TIPS: Two Long(ish) Time Frame Backtests

Stage setting done, so now onto the testing. How would a portfolio with TIPS have done compared to other allocations? Two backtests here that go back as far as I can in the new ETF-based investing era: one back to 2001, and another back to late 2009.

đź’ˇ
This is the fifth post in my "RPC Investigates" series on Treasury Inflation-Protected Securities (TIPS). The first post introduced them and what I'm trying to do in this deep dive; the second was a Risk Parity Basics post explaining them from the ground up; the third differentiated between TIPS purchased individually and TIPS in funds. The fourth assembled five sources for more learning on TIPS.

We’re really into the center of the conversation on TIPS by now, and so, to really get a handle on TIPS, I needed to fire up the ol’ portfolio backtester on Portfolio Visualizer and explore some questions. With this search, my goal was to find the longest time frame for backtests that I could, and in the next post, I’ll concentrate on some narrower and more recent time periods, especially with times where inflation has been/is high, since this should be the ideal situation for TIPS.

For both of the backtests below, I’m using the chassis of the Golden Butterfly portfolio since this is a simple, straight-forward portfolio that has a relatively large allocation to experiment with. Recall that this portfolio is:

  1. 20% Large-cap Growth stocks (using SPY when I specify an ETF)
  2. 20% Small-cap Value stocks (using VBR)
  3. 20% Long-term Treasuries (using TLT)
  4. 20% Gold (using GLD)

(By the way, these aren’t my preferred assets for these categories, but all have long histories so they won’t shorten the backtests).

That leaves 20% left in the portfolio. Originally, that would be Short-term Treasuries, for which I’ll use SHY as my chosen ETF. I’ll be using this 20% for the experiments and swapping it with other possibilities.

Correlations

Before turning to the backtests, a rundown of the correlations between the assets. This matrix tracks data since October 2009 (matching backtest #2, but six years shy of backtest #1):

Some things to notice:

  1. TIPS really aren’t that much of a diversifier! If you take a look at TIP, the broad TIPS fund, you see correlations to the equity assets in the .2 range, which would be good if TIP itself were an equity - but it’s not. Short-term TIPS are even more correlated with equity funds, at .48 and .43 to large-cap growth and small-cap value.
  2. Another way to look at the TIPS correlations is to compare them to nominal treasuries. Regarding SPY, Long-term TIPS are .21, but regular Long-term Treasuries are -.25. Then Short-term TIPS are .48, while regular Short-term Treasuries are -.09. In both comparisons, the TIPS have a higher annualized return, but as for diversifying your portfolio, they won’t do as much as the nominal versions.
  3. I put in UUP, Invesco’s US Dollar Index Bullish Fund for reasons explained in backtest #2 below, but right away, its negative correlation to all sorts of assets just jumps off the page. With a modest but still positive annualized return and this level of negative correlation, UUP is now a fund that has my attention!

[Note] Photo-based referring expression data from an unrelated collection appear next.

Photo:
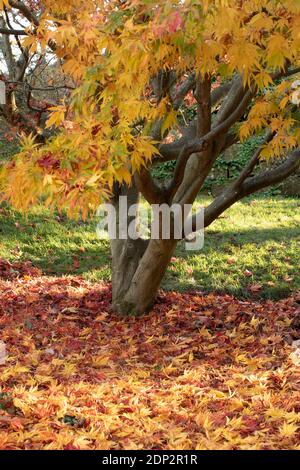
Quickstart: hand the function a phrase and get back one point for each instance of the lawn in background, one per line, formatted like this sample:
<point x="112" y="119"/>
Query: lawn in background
<point x="252" y="249"/>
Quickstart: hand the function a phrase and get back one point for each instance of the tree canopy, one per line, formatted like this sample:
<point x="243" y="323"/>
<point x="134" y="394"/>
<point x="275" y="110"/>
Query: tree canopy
<point x="134" y="62"/>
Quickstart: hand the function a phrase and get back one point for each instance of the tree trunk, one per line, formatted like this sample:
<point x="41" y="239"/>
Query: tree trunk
<point x="138" y="267"/>
<point x="136" y="277"/>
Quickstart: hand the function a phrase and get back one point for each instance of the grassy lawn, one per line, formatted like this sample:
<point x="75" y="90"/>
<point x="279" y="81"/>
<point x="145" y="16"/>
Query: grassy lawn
<point x="253" y="249"/>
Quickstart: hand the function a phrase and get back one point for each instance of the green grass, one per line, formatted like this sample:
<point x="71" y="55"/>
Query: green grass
<point x="260" y="235"/>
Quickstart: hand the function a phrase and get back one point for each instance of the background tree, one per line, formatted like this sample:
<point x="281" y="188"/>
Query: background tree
<point x="34" y="79"/>
<point x="136" y="62"/>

First Backtest, to July 2001

The oldest backtest I could recreate was by using the “asset class allocation” tool on Portfolio Visualizer. In this case, I didn’t have to specify ETFs but could instead just choose the asset class so for “TIPS,” I assume I am getting just a broad-based TIPS fund with bonds of varying durations.

The great thing about the asset class allocation tool as opposed to the “asset allocation” tool is that you get a longer backtest, so here I was able to go back to January, 2001.

A drawback to this tool is that the number of asset classes is understandably limited - you can’t do TIPS of different durations or more exotic assets like a “Bullish Dollar” fund. In the end, I was left with three possibilities:

  1. The Golden Butterfly with 20% in TIPS
  2. The original Golden Butterfly with 20% in Short-term Treasuries
  3. The Golden Butterfly with 20% in Intermediate-term Treasuries (since the TIPS were most likely to average out to Intermediate-term, this made sense)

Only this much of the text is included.